Next Gen Helen McRae Leveraging the body’s own immune response for more effective cancer therapies

Less than a year into Helen McRae’s graduate degree in medical research, her cousin was diagnosed with lung cancer. “She was in an immunotherapy clinical trial and her tumor appeared to shrink,” says McRae. McRae knew little about immunotherapies at the time but learned that unlike traditional cancer treatments that target cancer cells, immunotherapies assist the patient’s immune system in fighting the cancer. “Ultimately, it didn’t work out, which showed me the promise of this newer approach to cancer treatment, but also how much more research is needed to help it work for more people.”

Now a postdoctoral fellow at Salk, McRae researches new ways to control tumor growth by using the body’s immune cells. Her goal is to help discover and develop more effective immunotherapies, so that cancer patients will have better treatment options in the future.
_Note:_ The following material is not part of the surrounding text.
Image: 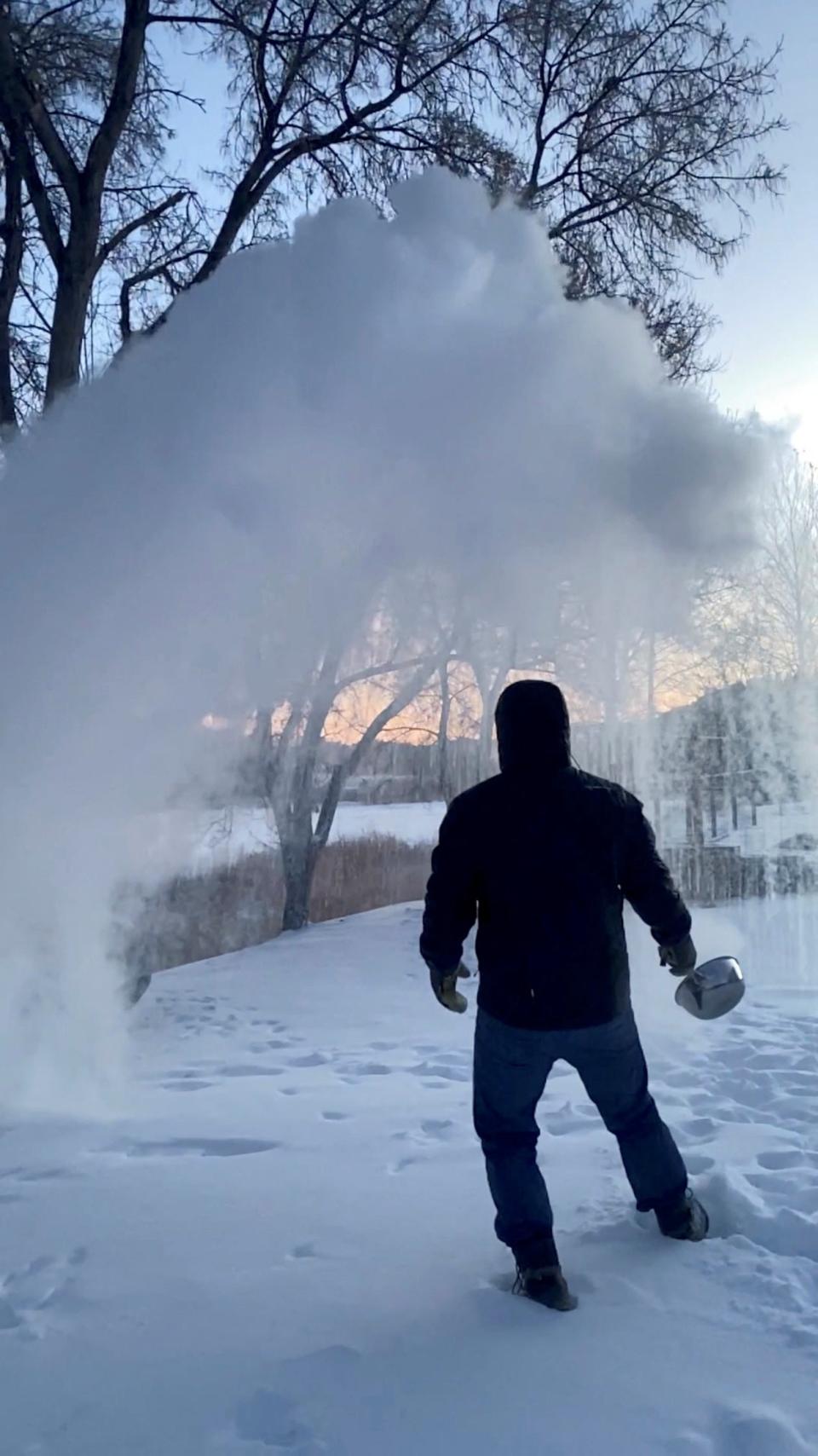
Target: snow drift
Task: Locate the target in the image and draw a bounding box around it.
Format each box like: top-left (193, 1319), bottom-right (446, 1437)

Raised in Victoria, Australia, McRae became enthralled with science in high school. “When my older brother told me about evolutionary theory, it sounded so cool!” says McRae, “I wanted to learn more about how our genes evolved and their role in health and disease.”

McRae later pursued her bachelor’s degree in genetics at the University of Melbourne. She didn’t know what a career in science entailed at the time—she was just passionate about learning. She eventually joined a structural biology lab at the Walter and Eliza Hall Institute, where she studied cell-to-cell signaling molecules and a protein involved in preventing programmed cell death. Unfortunately, after only six months she experienced a common peril within academic research: the project ran out of funding, and she could no longer continue her work. Luckily, she found a new research opportunity at the same institution, where she stayed for her PhD work examining the genetic mutations related to blood cell formation disorders, such as leukemia. She valued the ability to collaborate with her colleagues, and Salk’s highly collaborative environment is one of the reasons she chose to move to San Diego for her postdoctoral studies.

“I’ve admired Associate Professor Diana Hargreaves’ work since I was in graduate school. She is dedicated to mentoring her trainees and supporting them as they learn new techniques, so when the opportunity arose to join her lab, I couldn’t say no,” says McRae.

In Hargreaves’ lab at Salk, McRae investigates immune cells called macrophages and ways to control them to target cancer. Normally, macrophages help fight off infections. But in tumors, these cells support the growth of cancer cells by promoting blood vessel development and suppressing other anti-cancer immune cells. McRae believes macrophages could be altered to become tumor-fighting cells, which could lead to new types of immunotherapies for cancer patients.

The impact of McRae’s work has not gone unnoticed—she has received numerous awards for her achievements in science. Recently, she received the Catharina Foundation Postdoctoral Fellowship, the Tang Prize Foundation Fellowship, the Salk Women & Science Special Award, the American-Australian Association Graduate Fund Scholarship, and the Cancer Research Institute Merck Fellowship.

Though she has thrived at Salk, the transition to San Diego wasn’t entirely smooth. Soon after McRae arrived, the coronavirus pandemic reached the US, leaving her separated from her fiancé in Australia. After two years, the couple decided to get married over Zoom. “Although not an ideal situation, it worked out great!” she says. “We had people from all around the world attend
the ceremony.”

When travel restrictions finally loosened up, McRae flew back to Australia for an immunology conference, and she was able to see her now-husband for the first time. “We were both wearing masks, so it wasn’t quite the rom-com reunion!” she says. “But I was elated that we could finally be together as a married couple.” They both now live in San Diego, where they swim, run and occasionally surf.

Although McRae wasn’t initially sure where her interest in genetics would lead, it’s provided her with incredible opportunities to propel her career and study immunotherapy. “I don’t know what’s next, but for now I enjoy researching tumor-associated macrophages, in the hopes we can unleash the potential of our immune system to fight cancer.”